We’re also exploring how to incorporate longer-term signals from project history over time, but getting the “current repo awareness” right was the first step.
Curious — what kind of architectural problems tend to show up late for you? Dependency cycles, scaling bottlenecks, or something else?
Happycapy
I work on a small startup team where we ship features quickly, and technical debt inevitably creeps in. Having something that proactively points out potential architectural drift could actually save us a lot of cleanup later. Wondering how customizable the rules are for different teams:)
Enia Code
@lyss_luo That’s a very real scenario, Lyss. Fast-moving teams tend to accumulate technical debt before anyone notices 😅Right now the system focuses on detecting structural patterns automatically, but making rules more customizable for different teams and workflows is definitely something we’re exploring.
FastMoss
Interesting concept.

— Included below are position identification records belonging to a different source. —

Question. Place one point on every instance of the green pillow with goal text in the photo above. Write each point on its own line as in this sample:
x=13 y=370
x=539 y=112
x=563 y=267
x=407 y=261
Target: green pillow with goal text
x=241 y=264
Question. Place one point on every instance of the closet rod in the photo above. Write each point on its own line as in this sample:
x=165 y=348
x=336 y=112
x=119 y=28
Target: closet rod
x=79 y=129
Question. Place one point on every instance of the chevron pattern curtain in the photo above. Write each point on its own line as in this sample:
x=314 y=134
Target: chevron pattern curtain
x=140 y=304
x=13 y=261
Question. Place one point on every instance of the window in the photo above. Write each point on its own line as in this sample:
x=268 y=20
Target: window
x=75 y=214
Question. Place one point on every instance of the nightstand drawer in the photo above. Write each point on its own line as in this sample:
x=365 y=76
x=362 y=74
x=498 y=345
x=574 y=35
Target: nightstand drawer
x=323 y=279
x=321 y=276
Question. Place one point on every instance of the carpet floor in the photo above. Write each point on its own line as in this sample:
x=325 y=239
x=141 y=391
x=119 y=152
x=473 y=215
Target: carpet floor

Most AI coding tools today are essentially prompt-response systems. You ask → it answers. A proactive model feels more like an actual collaborator. Curious how Enia decides when to surface a suggestion.
Enia Code
@qiwap As I've answered a few mins before, by analyzing your project’s context, we only intervene for high-level requirements—such as critical risks and logical errors—to ensure your workflow remains uninterrupted.
remio - Your Personal ChatGPT
I've been building side projects for a few years, mostly as a solo developer. One pattern I keep seeing is that I only realize architectural problems when the project becomes bigger. At that point it's already painful to refactor. The idea of an AI that proactively signals issues while you're coding is really interesting. Curious how deep the analysis goes — is it mostly file-level reasoning, or does it understand the broader project structure?
Enia Code
@lvyanghuang That’s a very relatable experience, Shake — a lot of architectural issues only become obvious once a project grows.
So we try to go beyond file-level analysis and look at broader structural patterns across the project, so potential issues can surface earlier while the codebase is still evolving.